Rechtbank Arnhem
Sector civiel recht
Zaak-/rolnummer: 123898 / HA ZA 05-332
Datum vonnis: 9 november 2005
[eiser],
wonende te [woonplaats],
eiser,
procureur mr. P.A.C. de Vries,
advocaat mr. G.J. Spee,
beiden te Arnhem,
1. [gedaagde 1],
wonende te [woonplaats],
2. [eiser 2],
wonende te [woonplaats],
gedaagden,
procureur en advocaat mr. H.J.D. ter Waarbeek te Nijkerk.
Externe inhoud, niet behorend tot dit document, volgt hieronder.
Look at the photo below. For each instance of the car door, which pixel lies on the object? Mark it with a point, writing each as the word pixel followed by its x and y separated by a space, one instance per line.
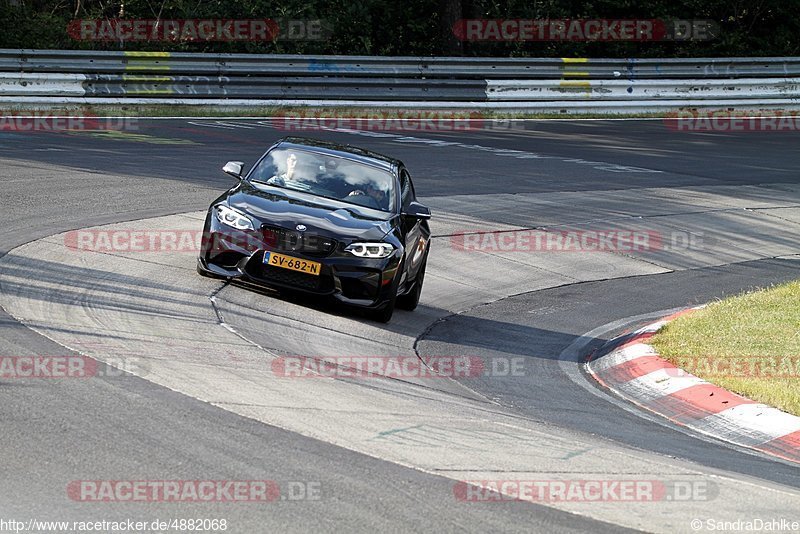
pixel 415 231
Het verloop van de procedure
Voor het eerdere verloop van de procedure wordt verwezen naar het tussenvonnis van 11 mei 2005. De daarop gehouden comparitie van partijen ter plaatse, waarvan het proces verbaal zich bij de stukken bevindt, heeft niet tot overeenstemming geleid. Na een akte uitlating van [eiser] met drie producties en een antwoordakte van [gedaagde 1] c.s. is vonnis bepaald.
De vaststaande feiten en het geschil
1.1 [eiser] woont met zijn echtgenote op het adres [adres] te [woonplaats], kadastraal bekend gemeente [woonplaats], sectie C, nummer 2128. Naast hen wonen sinds 2001 op [adres] [gedaagde 1] c.s.. Hun woning, die kadastraal bekend is als gemeente [woonplaats], sectie C, nummer 2127, is op 28 februari 2001 door de erven van [betrokkene 1] aan hen geleverd.
1.2 In de transportakte van 28 februari 2001 worden twee erfdienstbaarheden van voet- en kruipad (achteruitgang) naar de [adres] over en ten laste van het perceel [adres] op de bestaande voet aangehaald. De eerste is gevestigd bij transportakte van 30 januari 1963 ten behoeve van het perceel [adres], waarvan [betrokkene 2] toen de eigenaar werd, de tweede is beschreven in de transportakte van 19 oktober 1971 te behoeve van perceel [adres], dat toen aan [eiser] werd overgedragen.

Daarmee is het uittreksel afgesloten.